The notion of the “chain of survival” was introduced in the late 1980s to denominate the subsequent actions aimed at enhancing survival from cardiac arrest.3 It included 4 steps: a) early access to emergency medical care, b) early cardiopulmonary resuscitation (CPR), c) early defibrillation and d) early advanced cardiac support. This chain was implemented virtually unchanged until 2010, when the final link was revised and substituted by “early postresuscitation care”, understood as those measures that facilitate functional recovery after the return of spontaneous circulation. The metaphor emphasizes that the chain is only as strong as its weakest link, thus highlighting the importance of each step of the sequence to ensure optimal recovery from OHCA. However, this “linear conception” of chain of survival mainly focused on the acute attention and management of OHCA and might be insufficient nowadays. If considered from a global, public health perspective, reducing the risk of OHCA in the community would require tackling the problem at its roots, that is, by enhancing prevention of cardiovascular disease (since both conditions share similar predisposing factors) and population knowledge on basic life support.
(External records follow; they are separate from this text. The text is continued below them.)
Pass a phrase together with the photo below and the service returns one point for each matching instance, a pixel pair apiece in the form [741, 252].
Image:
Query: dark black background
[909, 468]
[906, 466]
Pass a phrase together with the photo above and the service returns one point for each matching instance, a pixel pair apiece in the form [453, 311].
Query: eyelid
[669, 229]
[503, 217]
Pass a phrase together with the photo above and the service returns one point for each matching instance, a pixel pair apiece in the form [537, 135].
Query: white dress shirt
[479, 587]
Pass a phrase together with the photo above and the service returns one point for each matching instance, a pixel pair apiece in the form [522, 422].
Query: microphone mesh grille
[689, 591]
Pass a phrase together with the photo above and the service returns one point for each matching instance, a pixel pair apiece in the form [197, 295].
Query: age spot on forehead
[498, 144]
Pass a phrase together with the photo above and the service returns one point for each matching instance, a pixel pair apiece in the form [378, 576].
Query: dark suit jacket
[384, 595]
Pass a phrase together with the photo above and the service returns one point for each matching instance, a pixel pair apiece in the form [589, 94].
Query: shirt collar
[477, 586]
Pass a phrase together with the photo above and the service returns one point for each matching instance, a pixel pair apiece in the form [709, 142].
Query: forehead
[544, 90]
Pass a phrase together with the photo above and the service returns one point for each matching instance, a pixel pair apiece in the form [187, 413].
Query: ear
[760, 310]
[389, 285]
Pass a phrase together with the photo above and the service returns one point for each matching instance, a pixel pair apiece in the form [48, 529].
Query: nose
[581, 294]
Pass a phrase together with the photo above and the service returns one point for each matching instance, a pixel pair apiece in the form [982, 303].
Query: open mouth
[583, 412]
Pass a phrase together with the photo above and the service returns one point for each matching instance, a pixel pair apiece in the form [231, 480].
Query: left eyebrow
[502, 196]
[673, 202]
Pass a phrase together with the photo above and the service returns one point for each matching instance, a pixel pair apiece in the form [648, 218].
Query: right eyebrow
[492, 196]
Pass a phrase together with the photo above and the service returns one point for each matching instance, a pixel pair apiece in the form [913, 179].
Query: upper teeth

Cardiac rehabilitation (CRH) programs provide a comprehensive approach to risk factor management and are strongly recommended by the leading cardiovascular scientific societies.4 Although essentially focused on high-risk groups, they may have the potential to induce a change of habits in the community by means of health education and prevention, thereby eventually reducing the global risk of OHCA. CRH might also offer an optimal frame to promote bystander CPR and facilitate basic life support training among cardiac patients and their families, thus achieving dissemination of this knowledge to society.

Even though there is increasing awareness of the importance of prevention when addressing cardiovascular disease, there might be a need to explicitly underscore its role regarding OHCA. The linear, somehow broken-in-practice chain of survival, may require reappraisal to emphasize the role of prevention and continued awareness to comprehensively address the problem of SCD.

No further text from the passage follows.